Lieutenant Colonel J. W. Arnott
151st (Central Alberta) BattalionArnott

Song for the 151st

But bloodier yet will the field be,
Till, ‘twill quench his insatiable thirst,
And there will be glory at last for the boys,
Of the Hundred and Fifty First

Oh, into the thick of the fight
We’re straining each moment to go
As Bill’s match, his plans to ignite
With those of his servitor, foe;
When their air castles lie in ruins
And their subjects from bondage have burst,
Then we’ll come back home,— those who are left of us,
Of the Hundred and Fifty First

(Wetaskiwin Times, 12 Oct 1916, 3)

John Wilson Arnott was a gentleman militia officer and graduate of military instruction at Toronto and Kingston. Born on 9 December 1860 in Northumberland County, Canada West, Arnott had long belonged to the 49th Hastings Rifles before he moved west in 1912.
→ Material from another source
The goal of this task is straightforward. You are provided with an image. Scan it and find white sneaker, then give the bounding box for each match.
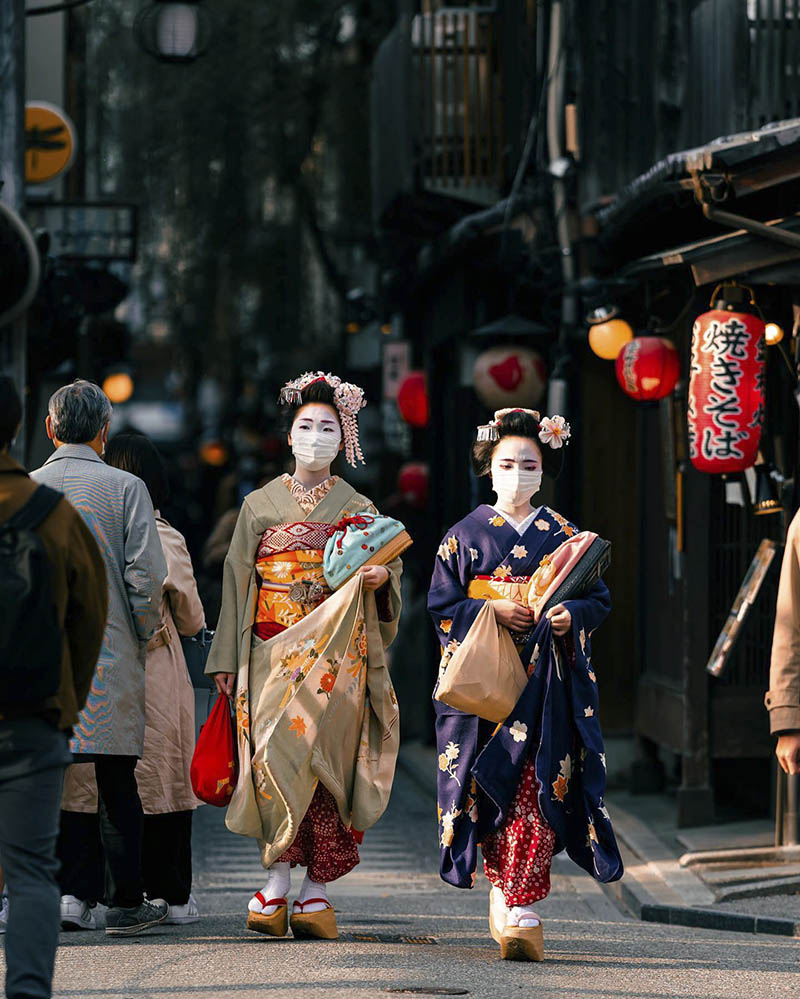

In late 1915, Conservative MLA James Robert Lowery proposed the creation of a distinctly central Alberta battalion. As a well-known figure in military circles, Arnott was selected to command the 151st Battalion with Lowery serving as second-in-command. As an elected local representative, Lowery was well positioned to organize recruitment efforts in the rural districts.

When the 151st arrived in England in October 1916, the troops proceeded to reinforcement drafts. Writing home to Wetaskiwin, one of the volunteers described the depressing scene before the formal breakup of the battalion:

We all felt sorry for Col. Arnott the other day …The Colonel then lined us up to dismiss us for the last time, and, with tears running down his kind old face he thanked us for the honor we had brought hm. He said there were always bright spots in a fellow’s life, and that this was the brightest day he had ever seen. He said he could wish for no greater honor than to take us to the front, and that although the battalion was now broken up, he knew that we would all remember that we were his men and in our hearts would always belong to the 151st.

In a low voice he then dismissed us and slowly walked away, looking sorrowfully back at us as we marched to the various drafts. Believe me, we were all nearly crying, even the officers looking pretty blue.

(Wetaskiwin Times, 14 Dec 1916, 1)

In 1919, Arnott was elected first honorary president of the 151st Battalion association, an organization designed to ensure the mutual benefit of the central Alberta veterans.